Mechanics had performed visual and fluorescent penetrant inspections of the fan blades in the CFM56-7B turbofan that failed during an April 17 flight of a Southwest Airlines Boeing 737-700 within the period required by Federal Aviation Administration rules, the U.S. National Transportation Safety Board revealed in a May 3 investigative update. The engine in question had accumulated 32,000 cycles since new and 10,712 cycles since a November 2012 overhaul when it failed. At the time of the overhaul, maintenance protocols did not include requirements for eddy-current inspections prompted by the August 27, 2016 accident in Pensacola, Florida, in which a fan blade fractured on a CFM56-7B on another Southwest Airlines 737.
Now, the NTSB materials group is working to estimate the number of cycles associated with fatigue crack initiation and propagation in the fan blade that cracked and separated from its hub and to evaluate the effectiveness of inspection methods used to detect such cracks.
An emergency airworthiness directive issued by the Federal Aviation Administration on April 20 required within 20 days “a one-time ultrasonic inspection of all 24 fan blade dovetail concave and convex sides to detect cracking” as instructed by a service bulletin issued by CFM on the same day. The AD applied to various models of the CFM56-7B that have accumulated 30,000 or more total flight cycles. A new AD published in the Federal Register on May 2 broadened the requirement for performing initial ultrasound inspection on each fan blade from before the fan blade accumulates 30,000 cycles to before it reaches 20,000 cycles since new, or within 113 days from the May 14 effective date of the directive. It also requires repetitive inspections every 3,000 cycles thereafter.

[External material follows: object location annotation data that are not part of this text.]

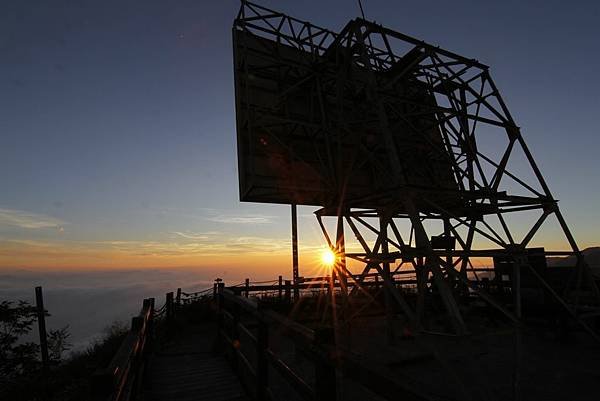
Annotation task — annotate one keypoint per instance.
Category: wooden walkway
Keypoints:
(186, 368)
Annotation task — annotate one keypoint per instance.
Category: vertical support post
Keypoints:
(219, 287)
(288, 291)
(295, 251)
(41, 315)
(235, 336)
(518, 263)
(325, 377)
(150, 329)
(262, 369)
(169, 306)
(280, 288)
(383, 226)
(340, 263)
(178, 297)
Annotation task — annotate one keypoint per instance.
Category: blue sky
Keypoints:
(118, 132)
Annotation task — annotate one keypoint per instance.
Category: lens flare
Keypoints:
(328, 257)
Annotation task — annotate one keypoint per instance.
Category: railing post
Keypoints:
(150, 328)
(219, 287)
(41, 315)
(325, 377)
(262, 368)
(288, 291)
(235, 335)
(169, 311)
(280, 288)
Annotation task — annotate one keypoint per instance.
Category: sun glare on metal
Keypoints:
(328, 257)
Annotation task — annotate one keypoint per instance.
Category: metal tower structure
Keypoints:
(410, 148)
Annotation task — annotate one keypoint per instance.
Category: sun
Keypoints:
(328, 257)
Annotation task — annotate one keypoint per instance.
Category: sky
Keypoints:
(117, 124)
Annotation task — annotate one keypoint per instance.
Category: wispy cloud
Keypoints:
(24, 219)
(192, 236)
(241, 219)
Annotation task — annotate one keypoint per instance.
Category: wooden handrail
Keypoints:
(318, 346)
(116, 382)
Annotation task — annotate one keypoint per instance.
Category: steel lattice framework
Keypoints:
(374, 125)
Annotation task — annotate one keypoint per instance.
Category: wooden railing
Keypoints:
(121, 379)
(244, 328)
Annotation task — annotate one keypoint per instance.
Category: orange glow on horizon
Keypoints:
(328, 257)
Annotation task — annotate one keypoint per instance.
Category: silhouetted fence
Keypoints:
(244, 331)
(121, 380)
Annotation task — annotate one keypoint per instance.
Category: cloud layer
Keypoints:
(28, 220)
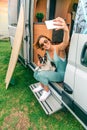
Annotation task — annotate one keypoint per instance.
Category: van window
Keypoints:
(80, 25)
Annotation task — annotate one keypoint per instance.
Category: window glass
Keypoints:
(80, 25)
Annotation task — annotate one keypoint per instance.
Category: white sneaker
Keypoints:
(39, 88)
(45, 95)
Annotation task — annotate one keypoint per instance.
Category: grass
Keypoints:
(19, 109)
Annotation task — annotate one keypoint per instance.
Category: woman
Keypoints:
(56, 54)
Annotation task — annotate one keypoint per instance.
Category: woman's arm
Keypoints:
(60, 22)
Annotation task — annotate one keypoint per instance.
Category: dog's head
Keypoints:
(43, 59)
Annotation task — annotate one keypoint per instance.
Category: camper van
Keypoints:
(72, 92)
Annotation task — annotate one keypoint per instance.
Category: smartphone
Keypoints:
(49, 24)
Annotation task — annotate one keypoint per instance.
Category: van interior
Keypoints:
(51, 10)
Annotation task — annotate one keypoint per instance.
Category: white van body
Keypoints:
(73, 94)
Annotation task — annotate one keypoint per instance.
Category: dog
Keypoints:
(46, 64)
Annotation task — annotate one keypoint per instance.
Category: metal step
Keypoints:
(51, 105)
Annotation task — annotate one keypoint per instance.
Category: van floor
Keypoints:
(52, 103)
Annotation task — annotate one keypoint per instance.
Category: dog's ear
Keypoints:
(45, 56)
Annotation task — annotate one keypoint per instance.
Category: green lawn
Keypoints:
(19, 109)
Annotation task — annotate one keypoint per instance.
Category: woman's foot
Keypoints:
(39, 88)
(45, 95)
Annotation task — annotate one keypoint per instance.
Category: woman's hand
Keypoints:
(39, 64)
(60, 22)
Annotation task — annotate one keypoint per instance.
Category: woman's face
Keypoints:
(44, 43)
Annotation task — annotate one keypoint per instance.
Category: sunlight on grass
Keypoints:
(19, 108)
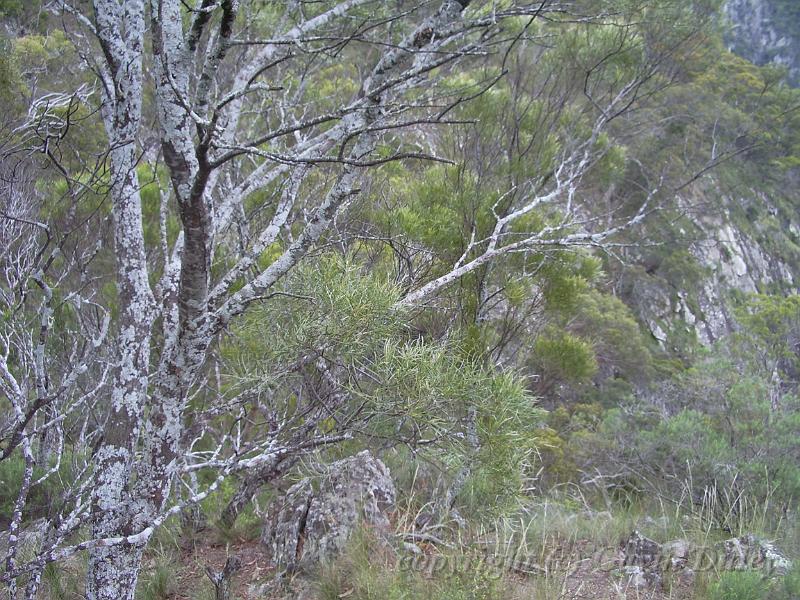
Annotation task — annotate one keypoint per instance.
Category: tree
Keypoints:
(271, 119)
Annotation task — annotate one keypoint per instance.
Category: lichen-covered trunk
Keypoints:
(114, 572)
(113, 569)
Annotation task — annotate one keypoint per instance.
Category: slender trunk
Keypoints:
(114, 572)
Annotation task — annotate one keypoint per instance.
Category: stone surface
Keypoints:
(751, 552)
(317, 516)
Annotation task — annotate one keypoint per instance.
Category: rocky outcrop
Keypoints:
(317, 516)
(729, 257)
(644, 562)
(765, 31)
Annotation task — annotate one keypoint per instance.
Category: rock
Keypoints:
(318, 515)
(640, 561)
(751, 552)
(641, 551)
(636, 576)
(676, 554)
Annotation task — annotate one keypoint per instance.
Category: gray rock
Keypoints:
(751, 552)
(318, 515)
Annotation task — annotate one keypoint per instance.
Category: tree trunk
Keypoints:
(113, 572)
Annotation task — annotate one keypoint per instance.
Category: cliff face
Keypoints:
(749, 244)
(766, 31)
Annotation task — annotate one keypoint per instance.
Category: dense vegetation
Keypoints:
(533, 390)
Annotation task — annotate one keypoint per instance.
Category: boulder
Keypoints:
(640, 557)
(751, 552)
(312, 523)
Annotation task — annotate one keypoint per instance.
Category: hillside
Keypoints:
(369, 300)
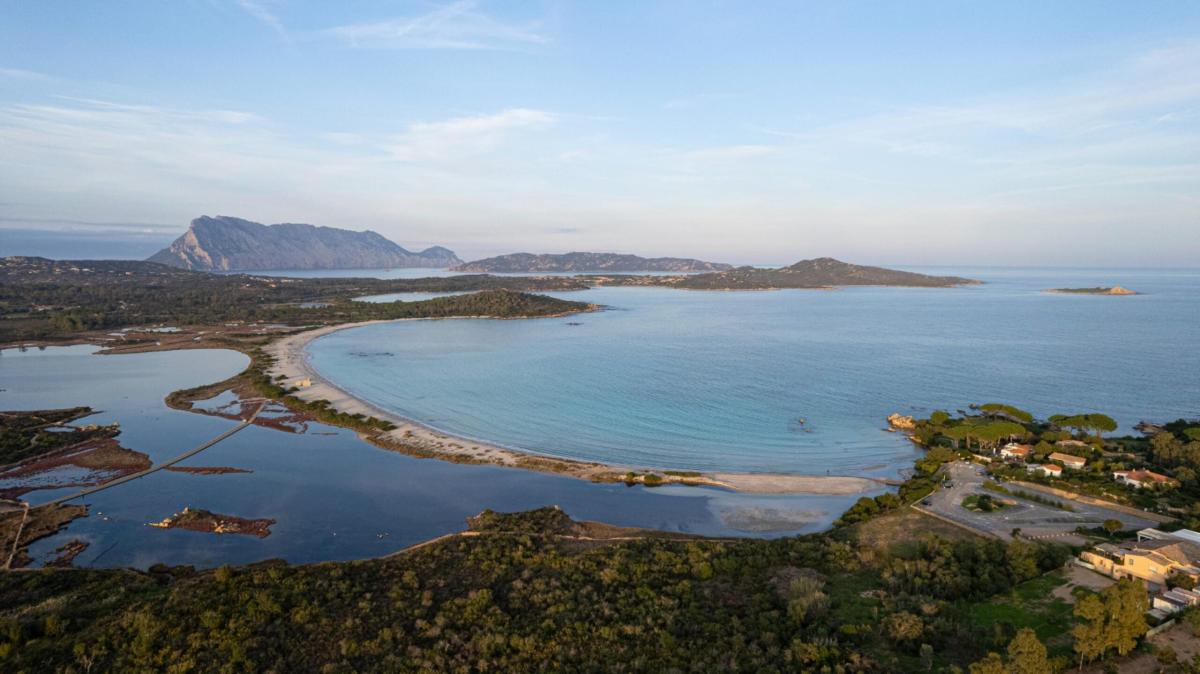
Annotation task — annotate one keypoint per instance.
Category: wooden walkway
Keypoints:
(168, 463)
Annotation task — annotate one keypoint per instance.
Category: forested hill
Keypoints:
(231, 244)
(537, 593)
(820, 272)
(529, 263)
(43, 299)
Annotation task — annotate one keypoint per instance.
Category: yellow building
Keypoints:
(1149, 560)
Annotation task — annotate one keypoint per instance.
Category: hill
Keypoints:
(231, 244)
(525, 263)
(539, 593)
(820, 272)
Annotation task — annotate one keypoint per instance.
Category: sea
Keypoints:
(796, 381)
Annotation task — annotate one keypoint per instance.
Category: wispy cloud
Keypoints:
(45, 223)
(457, 25)
(267, 17)
(727, 152)
(466, 136)
(19, 73)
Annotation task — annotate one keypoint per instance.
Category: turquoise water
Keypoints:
(721, 380)
(334, 497)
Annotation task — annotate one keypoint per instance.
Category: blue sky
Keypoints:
(1012, 133)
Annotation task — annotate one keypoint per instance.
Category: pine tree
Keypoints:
(1026, 655)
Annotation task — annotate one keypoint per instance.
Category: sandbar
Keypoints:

The May 3 NTSB update confirmed the fan blade at the center of the investigation into the April 17 accident had separated at the root; the dovetail remained installed in the fan disk. Investigators recovered two pieces of the blade within the engine between the fan blades and the outlet guide vanes and examination of the fan blade dovetail exhibited features consistent with metal fatigue initiating at the convex side near the leading edge.
The report also described the sequence of events during which flight attendants reported hearing a loud sound and feeling vibration. After the oxygen masks deployed, they retrieved portable oxygen bottles and began moving through the cabin to calm passengers and assist them with their masks. As they moved toward the mid-cabin, they found the passenger in row 14 partially out of the window and attempted to pull her into the cabin. Two male passengers helped and managed to bring the passenger in. However, she died of her injuries.